Jesper Kongshaug’s magnificent lighting design bathed the stage in deep shades of red and blue, over which piercing green lasers and projected images of Darwin’s discoveries are imposed. Ralf Richard Strobech’s stage design, constructed around an illuminated brick wall, initially seemed minimal but later proved surprisingly adaptable. An atmosphere of scientific adventure was quickly established and brilliantly sustained.
Dramatically and musically, the first part of the show was challenging. The Knife’s music felt abrasive and confrontational, dominated by frequencies at either extreme of the sonic spectrum which had palpable physical impact. The dancers were elegant and poised, but the choreography appeared tentative. There were odd, jarring moments, such as when Johansson walked across the stage with a surfboard to illustrate the waves of Galapagos – an isolated incident of offbeat humour.
The section focusing on the death of Darwin’s daughter Annie at the age of 10 (delivered tenderly by Winther) was delicate and moving, providing necessary respite from the more explosive tendencies of the preceding section. This also gave the audience an important glimpse of Darwin as a human being, his family struggling with loss and grief.

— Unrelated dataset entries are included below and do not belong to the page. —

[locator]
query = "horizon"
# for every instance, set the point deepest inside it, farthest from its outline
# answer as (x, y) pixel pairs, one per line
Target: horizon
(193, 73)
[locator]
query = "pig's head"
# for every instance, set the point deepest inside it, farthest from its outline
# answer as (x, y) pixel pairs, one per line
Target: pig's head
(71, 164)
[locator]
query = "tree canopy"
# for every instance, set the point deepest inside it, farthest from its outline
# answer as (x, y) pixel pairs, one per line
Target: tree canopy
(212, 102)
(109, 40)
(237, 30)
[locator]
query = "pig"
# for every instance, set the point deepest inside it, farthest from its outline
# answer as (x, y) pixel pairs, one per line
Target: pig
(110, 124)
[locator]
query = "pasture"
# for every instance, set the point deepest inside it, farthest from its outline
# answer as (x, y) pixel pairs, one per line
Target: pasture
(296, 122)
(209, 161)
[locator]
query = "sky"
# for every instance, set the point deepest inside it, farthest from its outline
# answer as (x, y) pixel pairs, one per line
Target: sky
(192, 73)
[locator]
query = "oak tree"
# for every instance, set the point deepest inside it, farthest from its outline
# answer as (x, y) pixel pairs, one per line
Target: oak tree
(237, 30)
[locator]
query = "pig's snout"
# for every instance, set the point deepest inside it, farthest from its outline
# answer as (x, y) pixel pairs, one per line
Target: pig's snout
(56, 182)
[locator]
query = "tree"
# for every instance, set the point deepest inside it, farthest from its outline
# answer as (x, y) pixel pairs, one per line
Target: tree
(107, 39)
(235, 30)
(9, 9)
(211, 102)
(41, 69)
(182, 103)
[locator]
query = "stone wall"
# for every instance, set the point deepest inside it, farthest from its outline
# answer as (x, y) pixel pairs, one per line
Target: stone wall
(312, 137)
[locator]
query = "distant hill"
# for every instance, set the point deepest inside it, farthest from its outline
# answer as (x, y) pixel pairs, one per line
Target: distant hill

The timbre and spirit of the music transformed radically in the show’s second half, during which the stage appeared to become Darwin’s disco. The percussive Colouring Of Pigeons, full of displaced rhythms and nimble interaction between the vocalists (reminiscent of another great contemporary ‘opera’ recently performed at the Barbican, the Dirty Projectors‘ Getty Address) altered the tone and created a sense of celebration. The dances became frenetic and energised and, during the pulsating Seeds, it may well have been tempting for the audience to join in. Whilst the impressive Wahlin’s role became less prominent, the show achieved a more satisfying cohesion during this home straight. The impact of the theories, not just on science, but on Darwin’s own world view, were conveyed clearly without veering into a presentation of the science vs. religion dichotomy. The concluding Height of Summer was a melancholy, wistful piece which, in another context, could be every bit as glorious a pop moment as Heartbeats.
Tomorrow, In A Year had many of the elements of classic opera – tragedy, narrative and excitement, but it left these parts curiously understated. It arguably lacked a sense of drama as a result, appearing more as a series of vignettes than as a story. Nevertheless, it was a compelling spectacle driven by some supremely inventive music and an at least partially successful ambition to find common ground between different artistic disciplines. This is worth celebrating along with Darwin’s achievements.